Detected Bias Types
Windows First
Powershell Heavy
🔧
Windows Tools
Missing Linux Example
Summary
The documentation demonstrates a moderate Windows bias. Windows-specific tools (WMI, PowerShell cmdlets, registry paths) are listed first and in greater detail, with Linux equivalents often grouped together or described more generically. Windows examples and tooling (PowerShell, registry, WMI) are consistently presented before Linux commands, and some sections (e.g., ASP.NET, Spring Boot, Java web app data) are described only in the context of Windows servers. Windows storage metadata is much more detailed, with extensive PowerShell cmdlet coverage, while Linux storage metadata is presented as a list of shell commands without as much explanation or parity in structure. There are also sections (e.g., SQL Server, web app data) that assume Windows as the host platform, with Linux only mentioned as a possible value, not as a first-class scenario.
Recommendations
- Present Linux and Windows examples side-by-side in all sections, not just as an afterthought.
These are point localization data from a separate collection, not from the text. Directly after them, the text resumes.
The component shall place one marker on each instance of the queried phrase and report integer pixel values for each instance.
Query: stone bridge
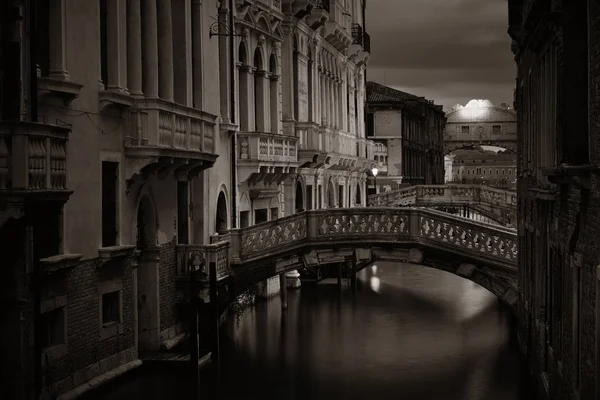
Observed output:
(483, 253)
(497, 204)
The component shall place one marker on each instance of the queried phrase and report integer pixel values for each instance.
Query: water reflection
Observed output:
(409, 332)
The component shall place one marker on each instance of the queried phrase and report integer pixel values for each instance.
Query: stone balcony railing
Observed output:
(334, 141)
(158, 123)
(274, 4)
(217, 252)
(262, 146)
(33, 157)
(445, 194)
(371, 227)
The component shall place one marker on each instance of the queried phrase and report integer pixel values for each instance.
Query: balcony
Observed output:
(216, 252)
(333, 149)
(33, 162)
(266, 156)
(338, 27)
(270, 4)
(167, 138)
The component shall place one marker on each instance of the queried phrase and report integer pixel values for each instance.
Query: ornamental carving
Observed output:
(265, 237)
(374, 223)
(464, 236)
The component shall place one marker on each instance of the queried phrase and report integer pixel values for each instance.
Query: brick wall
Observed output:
(167, 289)
(87, 345)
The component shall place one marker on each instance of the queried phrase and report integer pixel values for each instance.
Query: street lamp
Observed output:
(374, 171)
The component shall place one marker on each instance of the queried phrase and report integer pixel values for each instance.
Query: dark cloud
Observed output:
(447, 50)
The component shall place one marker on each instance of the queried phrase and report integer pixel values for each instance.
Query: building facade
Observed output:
(555, 45)
(480, 123)
(132, 128)
(485, 167)
(408, 131)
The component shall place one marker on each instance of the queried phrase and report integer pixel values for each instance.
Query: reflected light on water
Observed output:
(375, 283)
(428, 335)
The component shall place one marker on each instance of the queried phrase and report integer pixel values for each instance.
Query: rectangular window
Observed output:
(309, 197)
(53, 327)
(261, 216)
(111, 308)
(320, 196)
(109, 203)
(244, 219)
(274, 213)
(104, 43)
(183, 207)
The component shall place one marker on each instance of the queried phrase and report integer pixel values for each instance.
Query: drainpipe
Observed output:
(232, 120)
(31, 254)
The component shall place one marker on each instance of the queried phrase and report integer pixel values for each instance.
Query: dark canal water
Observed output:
(409, 333)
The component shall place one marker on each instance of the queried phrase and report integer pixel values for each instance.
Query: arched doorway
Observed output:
(331, 195)
(147, 278)
(299, 197)
(221, 221)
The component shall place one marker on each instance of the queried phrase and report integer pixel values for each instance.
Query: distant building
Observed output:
(486, 167)
(480, 123)
(408, 132)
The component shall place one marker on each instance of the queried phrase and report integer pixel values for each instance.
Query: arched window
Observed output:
(243, 71)
(295, 50)
(274, 93)
(311, 67)
(221, 220)
(259, 92)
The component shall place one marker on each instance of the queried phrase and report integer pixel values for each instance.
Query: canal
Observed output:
(410, 332)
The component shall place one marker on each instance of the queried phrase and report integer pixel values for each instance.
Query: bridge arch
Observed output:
(300, 201)
(358, 194)
(222, 214)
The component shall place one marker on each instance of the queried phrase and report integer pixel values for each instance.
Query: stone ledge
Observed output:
(106, 254)
(89, 373)
(99, 380)
(60, 261)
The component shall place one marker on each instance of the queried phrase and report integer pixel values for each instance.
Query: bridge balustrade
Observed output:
(445, 194)
(369, 227)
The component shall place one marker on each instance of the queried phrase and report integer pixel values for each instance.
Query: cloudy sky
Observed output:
(449, 51)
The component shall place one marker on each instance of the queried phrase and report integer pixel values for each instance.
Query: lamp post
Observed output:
(374, 171)
(196, 264)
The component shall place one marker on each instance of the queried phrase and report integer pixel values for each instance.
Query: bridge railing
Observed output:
(458, 194)
(356, 227)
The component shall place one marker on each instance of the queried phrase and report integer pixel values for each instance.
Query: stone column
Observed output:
(150, 50)
(283, 290)
(287, 62)
(244, 73)
(165, 50)
(261, 103)
(273, 103)
(57, 44)
(198, 66)
(134, 48)
(113, 42)
(123, 45)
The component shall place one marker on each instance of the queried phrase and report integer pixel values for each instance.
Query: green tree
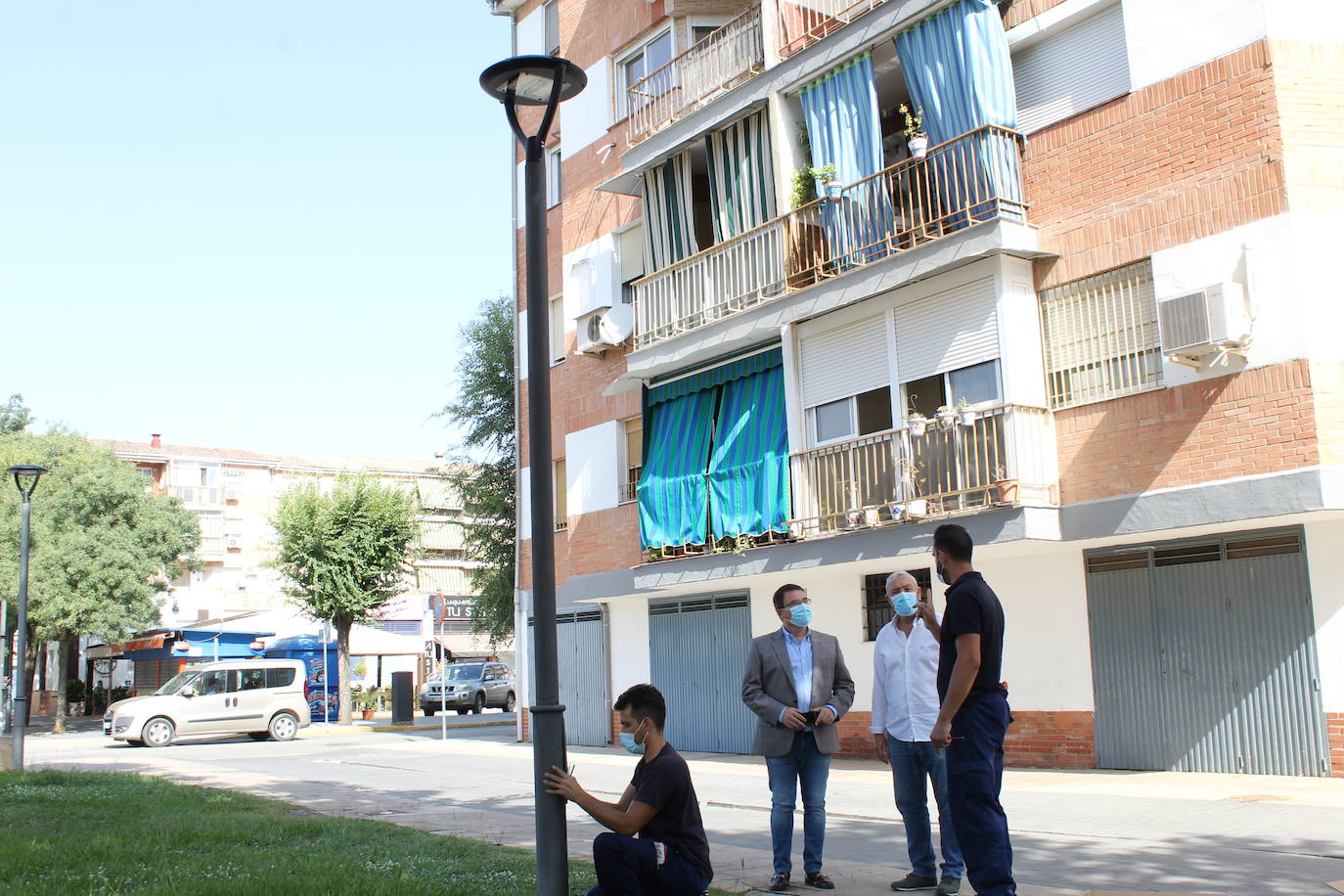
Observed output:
(14, 416)
(103, 548)
(484, 409)
(344, 554)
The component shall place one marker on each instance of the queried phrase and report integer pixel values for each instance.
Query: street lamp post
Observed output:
(25, 478)
(541, 81)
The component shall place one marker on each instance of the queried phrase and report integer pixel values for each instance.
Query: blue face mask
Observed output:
(801, 615)
(628, 741)
(904, 604)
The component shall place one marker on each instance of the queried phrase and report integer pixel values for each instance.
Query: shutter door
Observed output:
(632, 252)
(948, 331)
(1066, 72)
(843, 362)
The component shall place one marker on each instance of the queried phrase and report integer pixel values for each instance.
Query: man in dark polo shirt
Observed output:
(671, 856)
(973, 718)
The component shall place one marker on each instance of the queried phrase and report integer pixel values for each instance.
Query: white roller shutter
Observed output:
(843, 362)
(1070, 71)
(948, 331)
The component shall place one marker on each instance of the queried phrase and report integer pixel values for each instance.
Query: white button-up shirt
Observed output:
(905, 681)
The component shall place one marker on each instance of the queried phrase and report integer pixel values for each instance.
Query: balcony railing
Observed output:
(1005, 457)
(970, 179)
(805, 22)
(197, 493)
(711, 66)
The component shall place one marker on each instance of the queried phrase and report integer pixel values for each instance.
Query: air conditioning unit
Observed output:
(604, 330)
(1208, 321)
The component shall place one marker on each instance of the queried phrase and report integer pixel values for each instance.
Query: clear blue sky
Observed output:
(255, 223)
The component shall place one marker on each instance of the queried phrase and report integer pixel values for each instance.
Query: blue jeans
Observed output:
(912, 763)
(974, 780)
(629, 867)
(812, 767)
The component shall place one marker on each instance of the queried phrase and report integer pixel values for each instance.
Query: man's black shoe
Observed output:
(915, 881)
(819, 880)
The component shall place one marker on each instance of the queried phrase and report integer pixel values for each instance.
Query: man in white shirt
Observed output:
(905, 708)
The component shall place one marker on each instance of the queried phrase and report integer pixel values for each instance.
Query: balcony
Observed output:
(972, 179)
(708, 68)
(1006, 456)
(197, 493)
(805, 22)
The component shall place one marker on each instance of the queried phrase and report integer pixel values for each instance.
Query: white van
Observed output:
(262, 698)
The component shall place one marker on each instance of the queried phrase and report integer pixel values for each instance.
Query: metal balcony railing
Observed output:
(805, 22)
(966, 180)
(1005, 457)
(711, 66)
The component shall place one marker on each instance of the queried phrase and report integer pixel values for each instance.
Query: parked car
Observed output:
(470, 687)
(263, 698)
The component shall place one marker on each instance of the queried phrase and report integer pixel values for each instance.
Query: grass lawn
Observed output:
(114, 833)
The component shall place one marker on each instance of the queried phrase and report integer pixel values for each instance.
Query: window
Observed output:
(280, 677)
(876, 608)
(562, 510)
(558, 330)
(633, 458)
(553, 176)
(553, 27)
(852, 417)
(1100, 336)
(648, 60)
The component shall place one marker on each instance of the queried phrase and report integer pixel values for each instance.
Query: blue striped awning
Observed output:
(712, 377)
(749, 469)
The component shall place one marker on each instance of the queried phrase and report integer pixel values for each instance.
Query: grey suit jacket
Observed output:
(768, 691)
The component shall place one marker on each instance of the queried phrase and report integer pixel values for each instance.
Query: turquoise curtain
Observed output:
(668, 227)
(749, 469)
(672, 492)
(959, 70)
(740, 176)
(840, 111)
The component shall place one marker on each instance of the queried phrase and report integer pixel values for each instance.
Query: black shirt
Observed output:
(972, 608)
(664, 782)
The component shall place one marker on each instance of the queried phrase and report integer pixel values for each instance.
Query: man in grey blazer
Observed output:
(797, 686)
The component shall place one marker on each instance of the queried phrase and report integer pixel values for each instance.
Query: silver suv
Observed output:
(470, 687)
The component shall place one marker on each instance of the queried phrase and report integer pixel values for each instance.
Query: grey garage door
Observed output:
(581, 648)
(1204, 655)
(696, 649)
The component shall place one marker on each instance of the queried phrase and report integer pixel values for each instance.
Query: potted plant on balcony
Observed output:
(1006, 485)
(965, 417)
(916, 136)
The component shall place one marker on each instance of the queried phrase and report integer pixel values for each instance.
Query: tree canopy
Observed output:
(485, 410)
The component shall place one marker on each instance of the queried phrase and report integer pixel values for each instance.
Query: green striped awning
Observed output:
(749, 469)
(718, 375)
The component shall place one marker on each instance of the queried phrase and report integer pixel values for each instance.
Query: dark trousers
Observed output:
(629, 867)
(974, 780)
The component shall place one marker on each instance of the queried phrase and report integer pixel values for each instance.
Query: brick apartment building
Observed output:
(1109, 269)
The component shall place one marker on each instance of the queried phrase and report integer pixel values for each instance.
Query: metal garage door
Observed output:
(581, 648)
(697, 648)
(1204, 655)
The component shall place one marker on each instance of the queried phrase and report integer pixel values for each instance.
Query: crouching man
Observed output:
(658, 845)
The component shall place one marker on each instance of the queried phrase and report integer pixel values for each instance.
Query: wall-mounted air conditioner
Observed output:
(1208, 321)
(604, 330)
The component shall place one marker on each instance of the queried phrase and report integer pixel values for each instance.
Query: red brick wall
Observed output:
(1188, 157)
(1256, 422)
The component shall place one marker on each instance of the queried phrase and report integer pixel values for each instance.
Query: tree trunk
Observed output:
(58, 727)
(343, 670)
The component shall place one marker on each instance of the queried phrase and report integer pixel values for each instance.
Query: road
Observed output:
(1238, 834)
- Provide Linux-specific details for web app discovery (e.g., Apache, Nginx, Tomcat on Linux) and storage features (e.g., LVM, RAID, NFS, Samba).
- Expand Linux tooling explanations to match the depth given to Windows (e.g., explain what each Linux command does, provide context for output parsing).
- Explicitly call out Linux support for SQL Server and web apps, with examples of Linux-based deployments and data collection.
- Avoid listing Windows tools and cmdlets first; alternate ordering or group by scenario rather than OS.
- Where Windows uses PowerShell or WMI, provide equivalent Linux shell commands or scripts with equal detail.
- Clarify which features are Windows-only and which are cross-platform, and document Linux/macOS limitations or alternatives.